2023-05-03 14:21:14

by Jeff Layton

[permalink] [raw]
Subject: [PATCH v3 0/6] fs: implement multigrain timestamps

Major changes in v3:
- move flag to use bit 31 instead of 0 since the upper bits in the
tv_nsec field aren't used for timestamps. This means we don't need to
set s_time_gran to a value higher than 1.

- use an fstype flag instead of a superblock flag

...plus a lot of smaller cleanups and documentation.

The basic idea with multigrain timestamps is to keep track of when an
inode's mtime or ctime has been queried and to force a fine-grained
timestamp the next time the mtime or ctime is updated.

This is a follow-up of the patches I posted last week [1]. The main
change in this set is that it no longer uses the lowest-order bit in the
tv_nsec field, and instead uses one of the higher-order bits (#31,
specifically) since they are otherwise unused. This change makes things
much simpler, and we no longer need to twiddle s_time_gran for it.

Note that with these changes, the statx06 LTP test will intermittently
fail on most filesystems, usually with errors like this:

statx06.c:138: TFAIL: Birth time > after_time
statx06.c:138: TFAIL: Modified time > after_time

The test does this:

SAFE_CLOCK_GETTIME(CLOCK_REALTIME_COARSE, &before_time);
clock_wait_tick();
tc->operation();
clock_wait_tick();
SAFE_CLOCK_GETTIME(CLOCK_REALTIME_COARSE, &after_time);

Converting the second SAFE_CLOCK_GETTIME to use CLOCK_REALTIME instead
gets things working again.

For now, I've only converted/tested a few filesystems, focusing on the
most popular ones exported via NFS. If this approach looks acceptable
though, I'll plan to convert more filesystems to it.
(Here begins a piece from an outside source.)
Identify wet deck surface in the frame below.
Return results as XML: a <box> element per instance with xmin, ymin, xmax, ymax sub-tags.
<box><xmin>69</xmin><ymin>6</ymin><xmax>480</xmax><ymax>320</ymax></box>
Another thing we could consider is enabling this unilaterally
kernel-wide. I decided not to do that for now, but it's something we
could consider for lately.

[1]: https://lore.kernel.org/linux-fsdevel/[email protected]/

Jeff Layton (6):
fs: add infrastructure for multigrain inode i_m/ctime
overlayfs: allow it handle multigrain timestamps
shmem: convert to multigrain timestamps
xfs: convert to multigrain timestamps
ext4: convert to multigrain timestamps
btrfs: convert to multigrain timestamps

fs/btrfs/delayed-inode.c | 2 +-
fs/btrfs/file.c | 10 +++---
fs/btrfs/inode.c | 25 +++++++-------
fs/btrfs/ioctl.c | 6 ++--
fs/btrfs/reflink.c | 2 +-
fs/btrfs/super.c | 5 +--
fs/btrfs/transaction.c | 2 +-
fs/btrfs/tree-log.c | 2 +-
fs/btrfs/volumes.c | 2 +-
fs/btrfs/xattr.c | 4 +--
fs/ext4/acl.c | 2 +-
fs/ext4/extents.c | 10 +++---
fs/ext4/ialloc.c | 2 +-
fs/ext4/inline.c | 4 +--
fs/ext4/inode.c | 24 ++++++++++---
fs/ext4/ioctl.c | 8 ++---
fs/ext4/namei.c | 20 +++++------
fs/ext4/super.c | 4 +--
fs/ext4/xattr.c | 2 +-
fs/inode.c | 52 ++++++++++++++++++++++++++--
fs/overlayfs/file.c | 7 ++--
fs/overlayfs/util.c | 2 +-
fs/stat.c | 32 +++++++++++++++++
fs/xfs/libxfs/xfs_inode_buf.c | 2 +-
fs/xfs/libxfs/xfs_trans_inode.c | 2 +-
fs/xfs/xfs_acl.c | 2 +-
fs/xfs/xfs_bmap_util.c | 2 +-
fs/xfs/xfs_inode.c | 2 +-
fs/xfs/xfs_inode_item.c | 2 +-
fs/xfs/xfs_iops.c | 15 ++++++--
fs/xfs/xfs_super.c | 2 +-
include/linux/fs.h | 61 ++++++++++++++++++++++++++++++++-
mm/shmem.c | 25 +++++++-------
33 files changed, 255 insertions(+), 89 deletions(-)

--
2.40.1


2023-05-03 14:22:13

by Jeff Layton

[permalink] [raw]
Subject: [PATCH v3 3/6] shmem: convert to multigrain timestamps

Signed-off-by: Jeff Layton <[email protected]>
---
mm/shmem.c | 25 +++++++++++++------------
1 file changed, 13 insertions(+), 12 deletions(-)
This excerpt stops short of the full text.